音楽レーベルを立ち上げ、全国のスタッフからアーティストやクリエイターを発掘する。そんな驚きのプロジェクトを「株式会社モスフードサービス」(本社・東京)が発表した。
音楽レーベル「MOS RECORDS」(モスレコーズ)を設立し、プロジェクト第1弾として音楽業界を目指したいスタッフを公募している。
募集内容は歌手、バンド、DJ、ギター、ベース、ドラム、ピアノ、作曲、管楽器、和楽器、ダンサーなど幅広く、音楽のジャンルや経験は問わない。モスバーガー(モスフードサービスを含む)で勤務しているスタッフなら、性別、年齢、国籍などに関係なく応募できる。
※特定のプロダクション・レコードメーカー・音楽出版社などに所属する人は除く
最優秀者には、モスレコーズからの配信デビューに加え、多くのアーティストを指導してきた音楽プロデューサー・海老原俊之氏協力のもと、楽曲制作などもサポートするという。
オーディションのスケジュールは、応募受付期間が4月~5月末まで、審査が6月末まで、諸々の準備期間が8月末まで。デビューは9月以降を予定しているとのことだ。
斬新な試みだが、ハンバーガーチェーンのモスバーガーがなぜ、音楽業界に参入するのか。プロジェクトにはどんな期待があるのだろう。モスフードサービスの担当者に聞いた。
コロナ禍で音楽活動を断念する声が…
――今回のプロジェクトの狙いは?
外食産業は人材確保が課題となっております。こうした中で当社のブランド力を高め、新しいスタッフの応募や採用につながればと考えています。各店舗のエンゲージメント(愛着)を上げることで、既に働いているスタッフの定着にもつなげる狙いがあります。
――音楽業界を選んだのはどうして?
プロジェクトは「店舗業務以外でスタッフを応援できることはないか」という視点から始まりました。その後にコロナ禍では(感染拡大の影響で)音楽活動を断念する人が多いと聞きまして、活躍できる場があればと思い、今回は音楽に絞る形としました。

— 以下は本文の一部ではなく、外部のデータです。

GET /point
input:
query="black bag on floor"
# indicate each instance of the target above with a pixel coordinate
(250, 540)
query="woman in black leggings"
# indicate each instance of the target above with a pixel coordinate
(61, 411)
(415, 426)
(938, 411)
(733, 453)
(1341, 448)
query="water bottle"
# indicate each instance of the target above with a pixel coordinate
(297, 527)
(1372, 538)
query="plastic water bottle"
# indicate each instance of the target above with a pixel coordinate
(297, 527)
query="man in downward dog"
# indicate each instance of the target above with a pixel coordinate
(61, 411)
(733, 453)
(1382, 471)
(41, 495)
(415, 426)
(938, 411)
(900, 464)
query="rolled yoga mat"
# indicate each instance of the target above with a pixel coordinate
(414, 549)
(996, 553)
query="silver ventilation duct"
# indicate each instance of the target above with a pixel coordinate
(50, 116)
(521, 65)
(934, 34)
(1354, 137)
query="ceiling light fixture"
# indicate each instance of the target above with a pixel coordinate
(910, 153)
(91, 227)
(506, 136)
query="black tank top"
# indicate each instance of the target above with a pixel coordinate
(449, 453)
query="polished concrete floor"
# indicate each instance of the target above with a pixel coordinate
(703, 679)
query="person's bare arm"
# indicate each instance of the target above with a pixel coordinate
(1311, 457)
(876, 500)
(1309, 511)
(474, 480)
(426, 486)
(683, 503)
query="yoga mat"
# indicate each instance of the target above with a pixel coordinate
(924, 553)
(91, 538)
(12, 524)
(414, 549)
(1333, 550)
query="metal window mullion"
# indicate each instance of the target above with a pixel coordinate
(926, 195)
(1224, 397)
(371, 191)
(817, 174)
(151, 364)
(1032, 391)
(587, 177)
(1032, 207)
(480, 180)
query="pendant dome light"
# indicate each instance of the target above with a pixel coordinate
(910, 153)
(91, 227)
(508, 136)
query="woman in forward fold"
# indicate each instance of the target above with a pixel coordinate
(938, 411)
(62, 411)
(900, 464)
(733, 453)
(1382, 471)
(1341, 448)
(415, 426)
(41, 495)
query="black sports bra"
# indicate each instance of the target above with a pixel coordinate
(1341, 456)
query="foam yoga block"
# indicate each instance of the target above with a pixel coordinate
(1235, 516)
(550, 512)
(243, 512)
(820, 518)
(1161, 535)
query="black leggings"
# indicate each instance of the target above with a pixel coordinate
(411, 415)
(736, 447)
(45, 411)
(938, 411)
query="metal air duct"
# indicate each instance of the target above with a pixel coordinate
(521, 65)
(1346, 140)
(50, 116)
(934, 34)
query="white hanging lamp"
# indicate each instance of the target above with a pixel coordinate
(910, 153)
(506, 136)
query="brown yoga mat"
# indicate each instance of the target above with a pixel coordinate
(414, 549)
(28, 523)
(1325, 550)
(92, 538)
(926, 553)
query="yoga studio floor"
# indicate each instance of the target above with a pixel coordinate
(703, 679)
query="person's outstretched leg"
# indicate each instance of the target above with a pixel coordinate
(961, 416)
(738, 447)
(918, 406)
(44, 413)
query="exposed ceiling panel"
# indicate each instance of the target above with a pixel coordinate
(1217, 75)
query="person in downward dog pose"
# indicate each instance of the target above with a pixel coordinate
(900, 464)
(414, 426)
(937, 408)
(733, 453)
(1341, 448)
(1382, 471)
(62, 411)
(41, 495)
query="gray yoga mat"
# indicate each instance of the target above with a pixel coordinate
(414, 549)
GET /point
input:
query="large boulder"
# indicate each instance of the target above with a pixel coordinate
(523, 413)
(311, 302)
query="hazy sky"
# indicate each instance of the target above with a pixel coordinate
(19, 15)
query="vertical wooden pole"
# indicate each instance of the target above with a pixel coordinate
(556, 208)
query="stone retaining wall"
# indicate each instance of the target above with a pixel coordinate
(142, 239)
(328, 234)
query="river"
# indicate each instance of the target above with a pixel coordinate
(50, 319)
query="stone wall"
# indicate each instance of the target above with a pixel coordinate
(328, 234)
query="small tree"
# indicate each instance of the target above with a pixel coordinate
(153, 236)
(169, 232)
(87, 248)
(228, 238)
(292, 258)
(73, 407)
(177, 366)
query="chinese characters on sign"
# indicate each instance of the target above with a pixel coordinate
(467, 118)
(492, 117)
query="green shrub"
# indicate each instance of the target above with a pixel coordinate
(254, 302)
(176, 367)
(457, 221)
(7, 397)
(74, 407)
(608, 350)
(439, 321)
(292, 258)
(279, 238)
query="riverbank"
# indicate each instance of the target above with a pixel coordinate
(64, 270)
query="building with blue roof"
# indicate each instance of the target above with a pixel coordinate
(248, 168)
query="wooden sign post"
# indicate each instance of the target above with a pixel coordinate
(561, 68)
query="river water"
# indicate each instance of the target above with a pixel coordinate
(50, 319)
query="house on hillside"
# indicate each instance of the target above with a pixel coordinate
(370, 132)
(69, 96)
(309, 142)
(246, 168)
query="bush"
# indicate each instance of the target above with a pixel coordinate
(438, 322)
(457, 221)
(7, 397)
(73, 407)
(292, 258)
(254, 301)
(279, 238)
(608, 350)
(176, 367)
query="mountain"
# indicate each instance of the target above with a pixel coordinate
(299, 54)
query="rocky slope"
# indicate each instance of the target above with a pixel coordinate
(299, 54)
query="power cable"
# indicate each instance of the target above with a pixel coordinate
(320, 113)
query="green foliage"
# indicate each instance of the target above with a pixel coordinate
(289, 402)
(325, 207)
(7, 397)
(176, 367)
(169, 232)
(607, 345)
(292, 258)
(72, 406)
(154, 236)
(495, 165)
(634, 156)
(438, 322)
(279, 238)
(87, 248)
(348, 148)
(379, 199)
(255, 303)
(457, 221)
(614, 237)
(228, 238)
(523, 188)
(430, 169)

――オーディションへの応募方法は?働き始めでも応募できる?
応募はインターネット上の専用フォームから受け付けます。志望理由の入力、音源のアップロードなどもそちらで可能です。年齢や経験は関係なく、働き始めでも問題ありません。複数名(グループ)でも、1人がモスで働いていれば応募できます。
――働きながらアーティストを目指すスタッフはこれまでもいた?
人数までは把握していませんが、これまでもいたと思われます。
「Apple Music」などで全世界に配信
――審査はどのような流れで進む?
海老原俊之氏を中心に、プロジェクト事務局も関わり進めます。志望理由や音源をもとにした一次審査、通過した方には二次審査の面談を行い、最優秀者を決める予定です。
――最優秀者はどのようなサポートを受けられる?
プロによる楽曲制作・レコーディングのほか、ヘアーメイクアップなどをした上でのミュージックビデオ制作の場を提供します。制作した楽曲は「Apple Music」「Spotify」など、50以上のプラットフォームで世界に同時配信されます。最優秀者の希望にもよりますが、ボーカリストやバンドメンバーの紹介でしたり、楽曲の提供、育成のサポートなども行います。
――このほかにはどんなサポートを提供する?
当社には「テストキッチン」という、スタッフの研修施設があるので、そちらを活用した、モスらしいライブコンテンツや動画を制作予定です。180万人以上のフォロワーを持つ、モスバーガー公式X(旧Twitter)アカウントでの、プロモーション展開も行います。
――応募状況は?審査で重視するポイントは?
4月15日時点で9人からの応募が届いています。重視するポイントは申し訳ございませんが開示しておりません。個人的には、モスバーガーは身近で親しみのあるブランドと考えておりますので、そうしたイメージに合うかも考慮されるのではないかと考えています。
将来的な音楽活動につながる可能性
――デビュー後の活動についてはどうなる?
私どもが今回設立したのは音楽レーベルであり、レコード会社を立ち上げたわけではありません。ただ、最優秀者ご本人が本格的な音楽活動を続けたいのであれば、レコード会社などに紹介や仲介の手助けをすることもできればと考えています。
――プロジェクトにはどんな期待を寄せている?
お店以外の場所で輝く夢を応援することで、周りのメンバーも成長できる取り組みだと思っています!本人の許可があれば、自薦他薦は問いません。是非、気軽に応募してください。
今回のオーディションは店舗スタッフが対象だが、将来的には一般からの募集も計画中という。これから“モス”というブランドが、音楽業界にも広がっていくかもしれない。